Die Experten vom "Nebenwerte Journal" halten die Aktie von PrimaCom (ISIN DE0006259104 / WKN 625910) für ein heißes Spekulationsobjekt.

Obwohl die zurückhaltende Einschätzung der Experten aus fundamentaler Sicht zutreffend gewesen sei, sei der Aktienkurs von 1,59 Euro auf 5,35 Euro gestiegen. Der Aktienkurs sei also gestiegen, obwohl im Geschäftsjahr 2004 keine entscheidende Wende zum Besseren eingetreten sei. Immerhin würden der Vorstand und Aufsichtsrat nach wie vor in erster Linie um das Überleben der Gesellschaft kämpfen.

Die wirtschaftliche Situation des Unternehmens werde zusätzlich dadurch erschwert, dass in diesem Jahr neben den Zinsen für den Senior Credit (den erstrangigen Kredit von ursprünglich 625 Mio. Euro) auch eine Rückzahlung von 57 Mio. Euro fällig werde. Der Vorstand rechne damit, dass diese Zahlung nicht aus dem operativen Cashflow geleistet werden könne, so dass eventuell kurzfristig Zahlungsunfähigkeit drohe.


Daher habe man beschlossen, die 100%ige niederländische Tochtergesellschaft Multikabel N. V. zu verkaufen, um den Senior Credit abzulösen und die drohende Illiquidität zu vermeiden. Knackpunkt dieses Deals sei jedoch nicht nur, dass damit das Schmuckstück des Konzerns veräußert würde, sondern dass die Kreditgeber des nachrangigen Kredits dem Verkauf zustimmen müssten, was trotz Aufforderung bislang nicht geschehen sei.

Auf Grund der geschilderten Probleme sei das Zahlenwerk des letzten Geschäftsjahres in der von etwa 120 Aktionären (Präsenz rd. 53%) besuchten Hauptversammlung in Mainz eher zu Unrecht in den Hintergrund gerückt. So habe der Konzernumsatz erneut um 6% auf 211 Mio. Euro verbessert werden können.

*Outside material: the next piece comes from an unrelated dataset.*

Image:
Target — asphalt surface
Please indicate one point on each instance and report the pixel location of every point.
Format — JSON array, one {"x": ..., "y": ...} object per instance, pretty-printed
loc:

Obwohl auch die betrieblichen Aufwendungen um 6% auf 189,5 Mio. Euro gewachsen seien, sei das Betriebsergebnis um 9% von 19,4 Euro auf 21,2 Mio. Euro gesteigert worden. Das Eigenkapital werde mit negativen -198,4 Mio. Euro ausgewiesen. Die Verbindlichkeiten gegenüber Kreditgeber seien wesentlich höher als das Anlagevermögen. Es gebe keinen Bewegungsspielraum mehr für Investitionen aus eigenen Mitteln. Das Unternehmen sei ein geradezu klassisches Beispiel für die Euphorie im damaligen "Neuen Markt", als die Kreditgeber riesige Beträge in "Visionen" gepumt hätten.

Die Aktie von PrimaCom ist nach Ansicht der Experten von "Nebenwerte Journal" ein heißes Spekulationsobjekt. Denn obwohl der Konzern ums Überleben kämpfe, habe der Börsenwert innerhalb kürzester Zeit zwischen 30 Mio. Euro und aktuell völlig unverständlichen 106 Mio. Euro geschwankt.